A proverb says, “The journey of a thousand miles starts with a single step.” I am so grateful to have experienced circling the big, wonderful world, and being exposed to its many colors and textures. My love for the planet is deeper than ever, and I have knowledge to give this feeling breadth. As I stepped forward, I embraced the journey, and felt safe within what I call THE DREAM. Guatama Buddha said, “You cannot travel the path until you have become the path itself.” Four months ago, I visited the site where Buddha received His enlightenment under a Bodhi tree in Bodhgaya, India, and sat with monks meditating. There are so many stories to tell, it brings to mind something Oscar Wilde said, “I never travel without my diary. One should always have something sensational to read in the train.”

Sunday, January 18, 2009
A Vast Journey

Now that I returned to the United States after fifty weeks of travel, I do not feel as if I reached a goal or have landed safely home but rather I have evolved, and continue on a vast journey. When I began, I hoped to disappear into the matrix of the earth, and I had a dream before leaving in which a voice spoke to me and said, “The vessel he entered was a grand confusion between his world and the world outside of him.” The world is more tangible and intricately intertwined in my life than ever, and maybe this is a "grand confusion", since I do not exactly know what “home” means, but feel content as a world citizen and comfortable everywhere.

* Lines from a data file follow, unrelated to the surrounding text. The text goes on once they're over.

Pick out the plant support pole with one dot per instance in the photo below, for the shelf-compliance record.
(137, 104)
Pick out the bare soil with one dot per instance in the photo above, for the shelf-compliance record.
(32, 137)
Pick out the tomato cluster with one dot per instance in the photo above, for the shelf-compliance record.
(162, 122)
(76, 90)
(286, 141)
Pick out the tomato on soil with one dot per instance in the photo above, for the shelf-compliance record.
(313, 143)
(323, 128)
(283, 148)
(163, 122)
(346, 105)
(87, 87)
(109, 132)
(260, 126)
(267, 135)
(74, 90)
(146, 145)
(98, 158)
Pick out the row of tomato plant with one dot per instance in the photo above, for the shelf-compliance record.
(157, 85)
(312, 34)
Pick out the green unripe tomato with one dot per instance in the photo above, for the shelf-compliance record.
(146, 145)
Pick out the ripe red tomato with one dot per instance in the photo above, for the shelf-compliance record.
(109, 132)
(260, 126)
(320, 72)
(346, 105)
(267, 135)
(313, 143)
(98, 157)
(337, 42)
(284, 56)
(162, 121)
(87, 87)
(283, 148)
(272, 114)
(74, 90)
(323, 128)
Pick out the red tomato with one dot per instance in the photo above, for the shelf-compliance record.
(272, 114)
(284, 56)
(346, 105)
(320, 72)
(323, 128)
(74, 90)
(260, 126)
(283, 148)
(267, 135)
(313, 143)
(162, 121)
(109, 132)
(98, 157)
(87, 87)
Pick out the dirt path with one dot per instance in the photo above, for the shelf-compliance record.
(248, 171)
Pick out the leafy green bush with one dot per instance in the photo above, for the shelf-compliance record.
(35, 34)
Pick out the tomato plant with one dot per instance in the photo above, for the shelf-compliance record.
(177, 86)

As I expected, people have been asking me what the best part of my trip was. I cannot say, because I do not want to take apart THE DREAM. It is whole, and if any part were missing it would not be complete. All the parts belong to each other and are inter-twined . . . and this is the way life weaves its tapestry.
Santa Barbara is beautiful and the weather is superb. Flowers continue blooming here year around. I have been enjoying standing amidst the roses in my mother’s garden and simply absorbing the pleasure. In a few days I return to Santa Fe where it is cold, and I do not have winter coat with me!